There is just one hang-up: McDonalds needs to "supersize" its drive-up menu board to fit in all of its oversized meals in two drive-through lanes - something that the Bend sign code won't allow under the current regulations, which were adopted years ago to reduce visual clutter in commercial areas by setting some reasonable restrictions on total sign size. In this case, McDonald's is restricted to a maximum of one 40-square-foot menu board, or two 20-square-foot menu boards. Not surprisingly, that's not enough real estate for McDonald's, which would like to upsize its menu board to 45 square feet and remove the restriction limiting to it to one sign. McDonald's is also requesting that it be allowed to add a 15-square-foot pre-menu board in the drive-through lane, presumably to help those folks who insist on pondering over a menu that they've seen a hundred times while others idle behind them hungrily.
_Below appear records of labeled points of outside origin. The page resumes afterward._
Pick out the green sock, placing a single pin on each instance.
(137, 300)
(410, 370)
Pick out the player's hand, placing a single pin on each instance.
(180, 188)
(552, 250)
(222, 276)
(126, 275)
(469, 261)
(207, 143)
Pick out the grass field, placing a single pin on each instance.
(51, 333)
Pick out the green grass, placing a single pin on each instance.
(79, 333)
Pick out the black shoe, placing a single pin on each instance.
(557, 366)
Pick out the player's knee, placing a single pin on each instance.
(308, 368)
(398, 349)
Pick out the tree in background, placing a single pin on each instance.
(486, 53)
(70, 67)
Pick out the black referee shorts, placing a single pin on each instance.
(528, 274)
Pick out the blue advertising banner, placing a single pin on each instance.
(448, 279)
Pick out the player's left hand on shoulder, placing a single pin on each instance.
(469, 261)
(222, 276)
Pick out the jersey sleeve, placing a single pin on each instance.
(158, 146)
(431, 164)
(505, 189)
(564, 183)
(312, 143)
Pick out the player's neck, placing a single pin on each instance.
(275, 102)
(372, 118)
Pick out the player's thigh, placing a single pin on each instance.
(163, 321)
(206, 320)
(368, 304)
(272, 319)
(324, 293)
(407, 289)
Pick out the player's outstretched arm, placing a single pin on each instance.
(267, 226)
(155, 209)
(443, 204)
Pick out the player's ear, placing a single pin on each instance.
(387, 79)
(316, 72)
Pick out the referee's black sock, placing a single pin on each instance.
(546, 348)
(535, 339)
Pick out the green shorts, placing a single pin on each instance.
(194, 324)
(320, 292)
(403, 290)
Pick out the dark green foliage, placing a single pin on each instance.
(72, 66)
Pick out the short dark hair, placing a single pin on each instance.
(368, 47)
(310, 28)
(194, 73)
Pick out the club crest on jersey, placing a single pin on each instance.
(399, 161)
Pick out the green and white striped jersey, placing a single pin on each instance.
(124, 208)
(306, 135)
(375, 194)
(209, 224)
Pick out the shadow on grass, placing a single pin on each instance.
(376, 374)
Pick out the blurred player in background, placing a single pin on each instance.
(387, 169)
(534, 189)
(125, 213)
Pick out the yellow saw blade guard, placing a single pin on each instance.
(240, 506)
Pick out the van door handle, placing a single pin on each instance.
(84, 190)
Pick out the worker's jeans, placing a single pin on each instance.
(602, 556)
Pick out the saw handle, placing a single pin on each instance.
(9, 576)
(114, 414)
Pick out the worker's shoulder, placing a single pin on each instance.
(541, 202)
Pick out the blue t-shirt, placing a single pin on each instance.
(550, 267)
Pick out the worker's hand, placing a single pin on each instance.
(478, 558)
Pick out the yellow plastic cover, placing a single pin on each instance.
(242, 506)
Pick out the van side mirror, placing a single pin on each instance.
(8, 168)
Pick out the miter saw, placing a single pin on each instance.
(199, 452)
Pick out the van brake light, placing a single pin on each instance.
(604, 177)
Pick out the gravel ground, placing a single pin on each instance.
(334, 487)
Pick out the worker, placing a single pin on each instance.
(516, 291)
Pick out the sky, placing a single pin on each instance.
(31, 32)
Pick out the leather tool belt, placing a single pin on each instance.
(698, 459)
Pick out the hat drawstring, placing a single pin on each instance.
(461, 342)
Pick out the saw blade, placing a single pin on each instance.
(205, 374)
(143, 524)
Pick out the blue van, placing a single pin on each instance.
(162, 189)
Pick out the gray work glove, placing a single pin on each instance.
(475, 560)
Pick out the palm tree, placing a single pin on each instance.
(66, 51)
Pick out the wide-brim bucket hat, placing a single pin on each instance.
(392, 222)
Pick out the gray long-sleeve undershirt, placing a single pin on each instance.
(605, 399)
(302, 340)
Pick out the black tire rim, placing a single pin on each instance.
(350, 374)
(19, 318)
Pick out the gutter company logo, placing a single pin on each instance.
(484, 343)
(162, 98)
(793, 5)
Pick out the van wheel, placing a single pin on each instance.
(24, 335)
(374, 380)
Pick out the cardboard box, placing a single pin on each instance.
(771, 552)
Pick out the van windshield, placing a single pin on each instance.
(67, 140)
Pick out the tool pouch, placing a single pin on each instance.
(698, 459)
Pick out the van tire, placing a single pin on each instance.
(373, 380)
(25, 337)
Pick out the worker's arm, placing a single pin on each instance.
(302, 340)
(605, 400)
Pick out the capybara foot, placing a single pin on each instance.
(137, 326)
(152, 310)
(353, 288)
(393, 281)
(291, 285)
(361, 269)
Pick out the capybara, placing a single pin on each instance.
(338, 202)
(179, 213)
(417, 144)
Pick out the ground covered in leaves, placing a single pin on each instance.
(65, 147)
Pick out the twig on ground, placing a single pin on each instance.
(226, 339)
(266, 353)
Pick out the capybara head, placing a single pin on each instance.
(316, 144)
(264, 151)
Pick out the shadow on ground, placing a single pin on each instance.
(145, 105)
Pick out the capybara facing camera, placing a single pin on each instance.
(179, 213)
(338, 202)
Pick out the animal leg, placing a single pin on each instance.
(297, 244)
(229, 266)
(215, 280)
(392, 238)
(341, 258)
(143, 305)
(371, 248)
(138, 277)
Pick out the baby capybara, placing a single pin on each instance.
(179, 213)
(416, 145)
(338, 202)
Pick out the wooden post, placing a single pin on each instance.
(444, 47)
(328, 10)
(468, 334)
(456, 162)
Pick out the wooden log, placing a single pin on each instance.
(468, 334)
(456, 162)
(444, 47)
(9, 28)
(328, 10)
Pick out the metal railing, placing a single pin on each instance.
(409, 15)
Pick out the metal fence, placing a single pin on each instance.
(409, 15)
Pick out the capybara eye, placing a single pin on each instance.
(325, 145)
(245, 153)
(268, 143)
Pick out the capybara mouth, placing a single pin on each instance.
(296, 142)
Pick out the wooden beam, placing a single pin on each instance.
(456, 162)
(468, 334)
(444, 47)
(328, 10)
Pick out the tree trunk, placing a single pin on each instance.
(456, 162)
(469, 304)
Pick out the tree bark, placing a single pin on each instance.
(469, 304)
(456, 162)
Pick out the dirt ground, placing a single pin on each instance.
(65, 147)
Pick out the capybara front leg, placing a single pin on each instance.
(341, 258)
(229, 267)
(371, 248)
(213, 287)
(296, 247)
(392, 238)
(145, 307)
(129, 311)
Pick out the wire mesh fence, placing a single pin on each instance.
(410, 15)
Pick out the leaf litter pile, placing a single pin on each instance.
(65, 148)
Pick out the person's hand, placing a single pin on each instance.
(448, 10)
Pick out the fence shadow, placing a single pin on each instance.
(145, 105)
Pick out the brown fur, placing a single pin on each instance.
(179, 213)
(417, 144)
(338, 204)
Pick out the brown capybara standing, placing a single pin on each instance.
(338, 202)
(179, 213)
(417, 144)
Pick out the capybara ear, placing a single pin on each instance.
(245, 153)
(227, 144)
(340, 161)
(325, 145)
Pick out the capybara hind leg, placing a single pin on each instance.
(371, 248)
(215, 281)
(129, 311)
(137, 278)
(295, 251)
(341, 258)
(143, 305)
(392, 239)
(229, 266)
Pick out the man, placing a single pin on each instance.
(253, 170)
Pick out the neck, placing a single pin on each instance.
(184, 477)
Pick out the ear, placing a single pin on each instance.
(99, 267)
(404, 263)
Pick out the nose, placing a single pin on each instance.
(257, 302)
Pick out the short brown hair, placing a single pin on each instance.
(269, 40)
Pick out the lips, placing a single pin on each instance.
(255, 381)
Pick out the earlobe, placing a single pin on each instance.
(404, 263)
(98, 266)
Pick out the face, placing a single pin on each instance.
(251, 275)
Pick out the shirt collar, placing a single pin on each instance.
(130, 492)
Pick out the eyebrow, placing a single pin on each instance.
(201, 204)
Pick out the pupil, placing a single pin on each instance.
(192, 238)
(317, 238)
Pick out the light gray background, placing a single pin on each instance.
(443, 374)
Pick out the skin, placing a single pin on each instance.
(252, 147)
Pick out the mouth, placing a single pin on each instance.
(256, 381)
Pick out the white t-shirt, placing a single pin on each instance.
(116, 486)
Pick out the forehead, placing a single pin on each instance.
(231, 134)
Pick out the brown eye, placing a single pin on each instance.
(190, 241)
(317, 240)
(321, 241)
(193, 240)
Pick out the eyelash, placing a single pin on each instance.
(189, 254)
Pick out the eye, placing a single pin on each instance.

It all sounds like good business for McDonalds. And if America were one large feedlot and you and I the cattle, that's a great system for calorie delivery. However, it's not the best set-up for a nation struggling with an obesity epidemic that is strongly linked to out fast food addiction. And being fat has a cost for our country and our communities. Obesity is the number one cause of diabetes, a disease that will affect roughly one in three children born today, cutting 20 or more years off their lives. Those of us who manage to avoid developing diabetes will also pay a price. We'll help pick up the tab for their medical costs in the form of higher premiums on our insurance.

As a community that prides itself on its overall healthy lifestyle as well as its beautiful surroundings, Bend is under no obligation to change its sign codes at McDonald's whim. To the contrary, this a chance for Bend's elected leaders to tell America's largest fast food purveyor that this is one order that we don't want to super size - now or ever.

In order to help our elected officials digest the concept, we're giving the entire double drive-through idea and its oversize menu boards the Boot.